「運がいい人」と「運が悪い人」の違いは、心にある――新渡戸稲造『人生雑感』に学ぶ“運を味方につける生き方”
「運」は出来事ではなく、“心の態度”である
新渡戸稲造は『人生雑感』の中で、こう述べています。
運とは外に表れた現象のことではなく、心の態度のことだ。
つまり、「運がいい」「運が悪い」というのは、
外側の出来事によって決まるものではなく、
それをどう受け止めるかという“心の反応”によって決まるということです。
人生で起こる出来事は、誰にでも良いことも悪いこともある。
しかし、その出来事を「チャンス」と見るか、「不運」と見るか――
それを決めているのは、自分の心なのです。
「何を不運といい、何を幸運というか」
新渡戸はさらに、こう問いかけます。
何を不運といい、何を幸運というか。石は災い、お金は幸いと決まったものではない。
この一文には、現代にも通じる深い洞察があります。
たとえば――
- 大金を得ても、心が貪欲に支配されれば不幸になる。
- 失敗しても、そこから学びを得られれば幸福になる。
つまり、「幸運」「不運」という言葉の本質は、外的な事実ではなく、内的な価値判断なのです。

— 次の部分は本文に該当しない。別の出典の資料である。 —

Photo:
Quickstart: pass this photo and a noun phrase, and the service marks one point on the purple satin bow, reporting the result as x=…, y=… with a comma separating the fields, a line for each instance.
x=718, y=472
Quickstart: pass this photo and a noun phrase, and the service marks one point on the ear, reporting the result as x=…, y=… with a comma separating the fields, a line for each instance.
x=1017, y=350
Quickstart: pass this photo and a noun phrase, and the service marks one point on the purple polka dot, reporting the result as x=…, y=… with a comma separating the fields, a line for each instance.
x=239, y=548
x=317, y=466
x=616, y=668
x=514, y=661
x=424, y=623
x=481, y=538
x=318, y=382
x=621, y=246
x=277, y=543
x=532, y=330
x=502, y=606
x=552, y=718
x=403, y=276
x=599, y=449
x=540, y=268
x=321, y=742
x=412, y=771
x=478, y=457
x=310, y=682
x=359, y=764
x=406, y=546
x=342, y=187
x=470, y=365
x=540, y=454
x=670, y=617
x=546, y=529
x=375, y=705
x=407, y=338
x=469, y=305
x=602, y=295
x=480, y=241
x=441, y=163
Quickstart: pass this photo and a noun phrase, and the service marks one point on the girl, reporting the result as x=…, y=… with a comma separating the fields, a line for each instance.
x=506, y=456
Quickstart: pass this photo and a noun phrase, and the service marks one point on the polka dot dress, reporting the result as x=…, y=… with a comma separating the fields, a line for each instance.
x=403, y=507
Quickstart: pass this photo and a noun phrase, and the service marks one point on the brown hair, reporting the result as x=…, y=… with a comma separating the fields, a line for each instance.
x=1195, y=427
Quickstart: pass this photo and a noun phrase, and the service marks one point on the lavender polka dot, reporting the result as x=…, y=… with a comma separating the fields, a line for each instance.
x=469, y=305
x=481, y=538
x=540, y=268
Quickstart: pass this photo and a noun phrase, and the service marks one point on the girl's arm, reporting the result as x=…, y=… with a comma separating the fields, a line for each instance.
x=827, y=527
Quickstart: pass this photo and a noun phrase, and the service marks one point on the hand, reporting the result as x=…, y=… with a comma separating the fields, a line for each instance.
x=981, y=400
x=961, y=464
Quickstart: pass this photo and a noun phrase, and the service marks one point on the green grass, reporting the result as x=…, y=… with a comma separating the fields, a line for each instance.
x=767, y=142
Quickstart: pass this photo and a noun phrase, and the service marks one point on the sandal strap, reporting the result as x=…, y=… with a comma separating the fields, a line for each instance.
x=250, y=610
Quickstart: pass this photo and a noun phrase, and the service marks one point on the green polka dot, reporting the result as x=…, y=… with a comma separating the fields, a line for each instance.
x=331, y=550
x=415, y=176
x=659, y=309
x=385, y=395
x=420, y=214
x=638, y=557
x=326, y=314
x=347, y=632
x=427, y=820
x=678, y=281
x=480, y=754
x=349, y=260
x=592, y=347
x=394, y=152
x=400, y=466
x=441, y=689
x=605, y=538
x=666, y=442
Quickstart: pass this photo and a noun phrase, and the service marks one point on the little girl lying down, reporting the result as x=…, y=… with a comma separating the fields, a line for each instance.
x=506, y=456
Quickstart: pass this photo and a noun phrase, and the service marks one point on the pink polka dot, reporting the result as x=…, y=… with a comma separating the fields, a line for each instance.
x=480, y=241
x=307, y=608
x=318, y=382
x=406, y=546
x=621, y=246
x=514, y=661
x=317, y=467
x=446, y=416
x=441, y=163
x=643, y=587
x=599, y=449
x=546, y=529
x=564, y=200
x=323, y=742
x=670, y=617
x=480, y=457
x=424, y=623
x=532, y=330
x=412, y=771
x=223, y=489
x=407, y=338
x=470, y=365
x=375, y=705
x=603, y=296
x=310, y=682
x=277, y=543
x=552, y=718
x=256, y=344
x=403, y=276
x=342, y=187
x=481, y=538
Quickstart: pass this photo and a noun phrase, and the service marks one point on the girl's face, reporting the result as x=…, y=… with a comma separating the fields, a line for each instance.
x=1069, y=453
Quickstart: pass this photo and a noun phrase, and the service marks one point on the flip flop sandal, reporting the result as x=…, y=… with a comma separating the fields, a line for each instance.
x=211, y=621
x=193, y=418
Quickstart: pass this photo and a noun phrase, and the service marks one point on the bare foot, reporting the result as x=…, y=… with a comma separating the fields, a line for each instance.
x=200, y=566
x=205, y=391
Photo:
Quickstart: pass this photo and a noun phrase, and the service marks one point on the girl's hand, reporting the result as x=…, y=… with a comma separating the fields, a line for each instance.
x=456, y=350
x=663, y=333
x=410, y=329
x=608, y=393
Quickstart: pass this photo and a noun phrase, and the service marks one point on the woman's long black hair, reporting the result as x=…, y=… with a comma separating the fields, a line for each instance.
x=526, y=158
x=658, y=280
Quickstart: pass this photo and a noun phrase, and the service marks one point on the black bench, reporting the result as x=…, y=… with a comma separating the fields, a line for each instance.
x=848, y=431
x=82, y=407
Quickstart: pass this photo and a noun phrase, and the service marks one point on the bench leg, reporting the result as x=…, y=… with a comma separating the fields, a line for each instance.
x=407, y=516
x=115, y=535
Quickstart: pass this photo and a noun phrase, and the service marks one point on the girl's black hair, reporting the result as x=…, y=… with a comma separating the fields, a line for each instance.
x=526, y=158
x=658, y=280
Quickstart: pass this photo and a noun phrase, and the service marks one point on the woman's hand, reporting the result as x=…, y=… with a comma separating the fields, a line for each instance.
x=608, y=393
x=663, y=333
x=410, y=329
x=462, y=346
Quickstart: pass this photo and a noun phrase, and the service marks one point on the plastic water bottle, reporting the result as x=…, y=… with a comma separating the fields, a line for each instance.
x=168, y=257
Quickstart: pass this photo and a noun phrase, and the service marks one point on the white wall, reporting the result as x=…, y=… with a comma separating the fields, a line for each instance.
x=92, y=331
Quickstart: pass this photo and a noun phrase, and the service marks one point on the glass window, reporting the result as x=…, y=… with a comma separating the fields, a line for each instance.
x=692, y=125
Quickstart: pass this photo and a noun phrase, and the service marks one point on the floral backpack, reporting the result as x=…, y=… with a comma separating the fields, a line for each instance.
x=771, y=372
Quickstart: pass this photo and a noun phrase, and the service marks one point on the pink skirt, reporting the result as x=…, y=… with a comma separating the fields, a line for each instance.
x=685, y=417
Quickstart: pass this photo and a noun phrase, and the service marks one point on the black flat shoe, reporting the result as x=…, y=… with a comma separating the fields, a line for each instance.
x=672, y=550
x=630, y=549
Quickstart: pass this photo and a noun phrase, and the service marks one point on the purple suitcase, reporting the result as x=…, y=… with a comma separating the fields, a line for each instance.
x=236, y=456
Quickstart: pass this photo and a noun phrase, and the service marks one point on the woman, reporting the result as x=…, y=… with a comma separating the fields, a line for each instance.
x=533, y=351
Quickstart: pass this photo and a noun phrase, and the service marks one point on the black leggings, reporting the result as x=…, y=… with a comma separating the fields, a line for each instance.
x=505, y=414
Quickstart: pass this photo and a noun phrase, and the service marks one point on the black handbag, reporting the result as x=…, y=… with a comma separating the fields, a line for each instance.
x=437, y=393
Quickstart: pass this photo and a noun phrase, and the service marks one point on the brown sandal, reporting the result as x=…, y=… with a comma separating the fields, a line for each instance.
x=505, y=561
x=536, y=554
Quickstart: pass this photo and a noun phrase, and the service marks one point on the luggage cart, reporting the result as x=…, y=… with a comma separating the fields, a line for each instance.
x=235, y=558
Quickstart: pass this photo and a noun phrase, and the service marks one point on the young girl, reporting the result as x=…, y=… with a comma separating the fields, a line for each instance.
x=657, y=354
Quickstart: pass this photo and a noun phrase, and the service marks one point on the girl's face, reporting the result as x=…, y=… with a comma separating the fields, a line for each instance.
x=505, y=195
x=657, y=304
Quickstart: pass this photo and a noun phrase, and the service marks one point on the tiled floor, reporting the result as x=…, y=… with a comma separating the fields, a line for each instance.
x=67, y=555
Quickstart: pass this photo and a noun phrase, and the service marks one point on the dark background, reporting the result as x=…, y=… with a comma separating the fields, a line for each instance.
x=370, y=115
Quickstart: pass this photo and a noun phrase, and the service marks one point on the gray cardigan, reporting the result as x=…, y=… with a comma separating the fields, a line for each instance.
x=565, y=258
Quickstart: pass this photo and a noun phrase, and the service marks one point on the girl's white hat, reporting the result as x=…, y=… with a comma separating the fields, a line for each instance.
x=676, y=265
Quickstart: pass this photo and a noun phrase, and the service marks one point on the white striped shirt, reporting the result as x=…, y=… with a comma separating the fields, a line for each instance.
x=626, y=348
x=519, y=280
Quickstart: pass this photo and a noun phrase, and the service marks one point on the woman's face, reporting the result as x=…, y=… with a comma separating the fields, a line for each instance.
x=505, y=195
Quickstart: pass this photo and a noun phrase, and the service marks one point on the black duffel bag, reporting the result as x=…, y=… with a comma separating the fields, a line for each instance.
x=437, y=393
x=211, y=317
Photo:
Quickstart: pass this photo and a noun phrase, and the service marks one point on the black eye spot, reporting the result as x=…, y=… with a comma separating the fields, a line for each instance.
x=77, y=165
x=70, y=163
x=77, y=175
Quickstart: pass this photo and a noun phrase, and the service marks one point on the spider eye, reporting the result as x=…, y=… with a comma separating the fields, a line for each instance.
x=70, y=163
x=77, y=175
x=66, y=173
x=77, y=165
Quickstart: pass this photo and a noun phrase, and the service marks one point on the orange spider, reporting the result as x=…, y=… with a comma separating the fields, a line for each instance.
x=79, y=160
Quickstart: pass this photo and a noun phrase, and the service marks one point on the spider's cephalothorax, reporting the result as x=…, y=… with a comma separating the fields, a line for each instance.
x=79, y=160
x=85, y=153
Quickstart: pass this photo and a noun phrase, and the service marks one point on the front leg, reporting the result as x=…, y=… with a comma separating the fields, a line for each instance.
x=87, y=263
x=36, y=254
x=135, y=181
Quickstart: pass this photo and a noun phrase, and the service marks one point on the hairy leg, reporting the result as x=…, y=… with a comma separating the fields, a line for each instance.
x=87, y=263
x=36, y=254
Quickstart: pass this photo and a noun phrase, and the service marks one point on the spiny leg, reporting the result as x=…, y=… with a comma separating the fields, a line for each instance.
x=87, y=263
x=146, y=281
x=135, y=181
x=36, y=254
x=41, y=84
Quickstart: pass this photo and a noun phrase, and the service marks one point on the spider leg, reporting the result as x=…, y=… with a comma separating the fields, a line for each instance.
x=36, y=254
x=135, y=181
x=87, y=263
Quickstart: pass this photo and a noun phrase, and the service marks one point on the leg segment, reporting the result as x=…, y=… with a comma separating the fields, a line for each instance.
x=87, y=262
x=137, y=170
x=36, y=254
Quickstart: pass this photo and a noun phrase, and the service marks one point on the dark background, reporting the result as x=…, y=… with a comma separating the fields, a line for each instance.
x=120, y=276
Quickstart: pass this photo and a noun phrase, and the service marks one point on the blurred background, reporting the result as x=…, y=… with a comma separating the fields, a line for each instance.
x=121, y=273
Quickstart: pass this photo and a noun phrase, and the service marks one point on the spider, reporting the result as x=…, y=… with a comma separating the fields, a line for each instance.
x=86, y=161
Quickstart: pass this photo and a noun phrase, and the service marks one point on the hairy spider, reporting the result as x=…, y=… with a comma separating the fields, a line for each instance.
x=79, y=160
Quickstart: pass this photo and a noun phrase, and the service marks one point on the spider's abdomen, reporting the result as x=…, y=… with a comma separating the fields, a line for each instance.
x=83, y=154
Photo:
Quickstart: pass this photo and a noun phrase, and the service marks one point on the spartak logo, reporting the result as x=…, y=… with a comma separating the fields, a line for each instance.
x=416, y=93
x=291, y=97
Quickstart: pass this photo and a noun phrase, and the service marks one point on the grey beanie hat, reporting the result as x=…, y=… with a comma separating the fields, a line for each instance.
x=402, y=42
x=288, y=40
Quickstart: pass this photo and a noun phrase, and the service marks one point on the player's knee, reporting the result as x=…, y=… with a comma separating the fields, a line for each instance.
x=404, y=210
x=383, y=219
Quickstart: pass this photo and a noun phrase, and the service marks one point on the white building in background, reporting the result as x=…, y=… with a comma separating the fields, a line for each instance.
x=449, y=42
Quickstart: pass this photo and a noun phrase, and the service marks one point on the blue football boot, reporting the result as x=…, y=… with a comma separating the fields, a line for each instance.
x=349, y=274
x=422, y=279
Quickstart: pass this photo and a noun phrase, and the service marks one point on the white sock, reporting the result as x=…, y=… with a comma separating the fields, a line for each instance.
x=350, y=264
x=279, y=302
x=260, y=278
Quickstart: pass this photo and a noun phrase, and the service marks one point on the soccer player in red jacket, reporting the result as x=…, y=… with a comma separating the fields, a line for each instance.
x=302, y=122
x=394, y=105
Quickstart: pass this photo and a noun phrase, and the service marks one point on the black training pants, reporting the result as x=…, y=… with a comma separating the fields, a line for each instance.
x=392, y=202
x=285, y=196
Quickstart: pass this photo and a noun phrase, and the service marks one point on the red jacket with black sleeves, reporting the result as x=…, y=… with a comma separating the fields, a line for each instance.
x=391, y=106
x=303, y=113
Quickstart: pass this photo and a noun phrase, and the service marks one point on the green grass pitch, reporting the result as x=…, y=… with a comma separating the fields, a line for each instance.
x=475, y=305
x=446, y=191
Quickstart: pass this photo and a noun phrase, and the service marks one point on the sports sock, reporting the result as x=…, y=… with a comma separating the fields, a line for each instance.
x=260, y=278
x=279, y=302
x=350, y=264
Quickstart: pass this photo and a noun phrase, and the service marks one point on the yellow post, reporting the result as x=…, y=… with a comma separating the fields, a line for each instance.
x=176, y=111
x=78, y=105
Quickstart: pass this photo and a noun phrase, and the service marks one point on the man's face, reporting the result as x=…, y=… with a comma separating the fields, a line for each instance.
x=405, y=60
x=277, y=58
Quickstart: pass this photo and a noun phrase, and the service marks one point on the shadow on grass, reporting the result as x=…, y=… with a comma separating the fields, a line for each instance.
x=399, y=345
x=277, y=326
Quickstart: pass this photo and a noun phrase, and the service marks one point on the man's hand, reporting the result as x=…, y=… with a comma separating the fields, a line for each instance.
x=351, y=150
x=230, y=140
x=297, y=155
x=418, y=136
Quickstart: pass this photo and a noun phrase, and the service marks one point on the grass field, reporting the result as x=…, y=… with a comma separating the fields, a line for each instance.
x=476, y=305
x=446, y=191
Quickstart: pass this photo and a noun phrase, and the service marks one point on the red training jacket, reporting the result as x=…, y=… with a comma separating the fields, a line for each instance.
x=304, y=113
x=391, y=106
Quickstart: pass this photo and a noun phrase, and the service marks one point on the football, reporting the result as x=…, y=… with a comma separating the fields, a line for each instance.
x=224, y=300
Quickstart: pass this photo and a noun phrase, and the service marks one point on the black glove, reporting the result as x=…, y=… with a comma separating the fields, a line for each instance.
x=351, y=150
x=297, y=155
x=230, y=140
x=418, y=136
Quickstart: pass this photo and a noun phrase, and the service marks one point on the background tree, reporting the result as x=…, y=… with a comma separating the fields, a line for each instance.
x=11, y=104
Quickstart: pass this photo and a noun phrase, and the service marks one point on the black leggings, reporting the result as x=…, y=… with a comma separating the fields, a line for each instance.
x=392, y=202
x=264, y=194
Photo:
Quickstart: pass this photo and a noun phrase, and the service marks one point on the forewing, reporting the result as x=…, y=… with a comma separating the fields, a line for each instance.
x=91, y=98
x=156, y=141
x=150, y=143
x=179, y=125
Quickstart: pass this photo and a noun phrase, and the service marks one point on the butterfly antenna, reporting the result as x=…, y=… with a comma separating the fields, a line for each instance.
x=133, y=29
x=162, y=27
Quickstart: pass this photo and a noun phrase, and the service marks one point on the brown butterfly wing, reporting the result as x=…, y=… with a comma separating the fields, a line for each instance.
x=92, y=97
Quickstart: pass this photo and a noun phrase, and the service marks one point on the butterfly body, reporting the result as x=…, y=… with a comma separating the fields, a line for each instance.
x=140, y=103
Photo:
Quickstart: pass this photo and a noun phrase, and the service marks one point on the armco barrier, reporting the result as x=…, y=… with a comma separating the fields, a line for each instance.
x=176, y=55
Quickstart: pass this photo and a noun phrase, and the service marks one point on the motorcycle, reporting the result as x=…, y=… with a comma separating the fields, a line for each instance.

石につまずいたことを「ついていない」と思う人もいれば、
「ここで転ばなかったおかげで事故を防げた」と思う人もいる。
同じ出来事でも、心の解釈ひとつで運命が変わる――
これこそが新渡戸稲造の「運の哲学」です。
「災いを幸いに変える」のは、心の力
新渡戸は最後にこう結びます。
何事につけても、災いを幸いに変えるのは、自分の心の態度によるのだ。
この言葉は、「運を待つな、つくれ」という強いメッセージでもあります。
災いを完全に避けることはできません。
しかし、それをどう受け取り、どう意味づけるかは自分次第。
- 不運を「人生の試練」と受け止める人は、前に進む力を得る。
- 不運を「自分のせい」と嘆く人は、心を閉ざしてしまう。
どんな出来事も、自分の解釈次第で「糧」にも「傷」にもなる。
この“変換力”こそが、人生における真の運なのです。
「運の良い人」が無意識にしている3つのこと
新渡戸の思想を現代的に応用すると、
“運の良い人”とは、実は次の3つの心の習慣を持つ人です。
① 起こったことを「意味ある出来事」として受け止める
偶然の出来事に「何かの学びがある」と考える人は、
常にポジティブな変化を見つけます。
② 他人や環境のせいにしない
不運を誰かのせいにせず、
「自分にできること」を考える人は、行動の自由を失いません。
③ 小さな喜びを見つける
「幸運」は劇的な出来事ではなく、
日常の中にある小さな“ありがたさ”の積み重ねです。
感謝の心が、人生の質を決めます。
「運」は“出来事の結果”ではなく“心の選択”
多くの人は「運が良ければ成功する」と考えがちです。
しかし、新渡戸稲造はその考えを逆転させます。
「心が良ければ、運が良くなる」
つまり、運とは結果ではなく“生き方の姿勢”なのです。
幸運を呼ぶのは、神や偶然ではなく、自分の心の方向。
悲観的な人は、チャンスの中にリスクを見つけ、
楽観的な人は、リスクの中にチャンスを見つける。
この違いが積み重なって、
「運がいい人」「運が悪い人」をつくっていくのです。
新渡戸の「運の哲学」は、希望の哲学
『人生雑感』の中で新渡戸は、
単なる運命論ではなく「希望を見つける力」を説いています。
彼の思想はこう言い換えることができます。
運とは、人生に対して“どんな態度を取るか”のことだ。
どんなに暗い出来事の中にも、
「これは私に何を教えているのだろう」と考えられる人は、
絶望の中にも意味を見いだし、前へ進める。
この考え方は、心理学でいう「リフレーミング(捉え直し)」にも通じています。
まさに新渡戸は、100年前にして“心の科学”の本質を見抜いていたのです。
現代へのメッセージ――「運は心の鏡」
現代では、SNSや情報社会の中で、
他人の幸運ばかりが目につく時代です。
しかし、他人の「運の良さ」をうらやむよりも、
自分の「心の持ち方」を整えるほうが、
はるかに確実に人生を変えます。
- 失敗を「経験」と見る
- 不運を「学び」と捉える
- 成功を「感謝」に変える
このような心の習慣を持つ人こそ、
本当の意味で「運のいい人」なのです。
まとめ:運は“出来事”ではなく、“心の姿勢”
新渡戸稲造の言葉「運は心の態度だ」は、
私たちの「運命観」を根本から変える一言です。
- 運とは、心の持ち方そのもの
- 災いを幸いに変えるのは、態度と解釈次第
- 幸運は“外”にあるのではなく、“内”から生まれる
運を待つのではなく、自分の心で運をつくる。
それが、新渡戸稲造の教える「人生を明るく照らす生き方」なのです。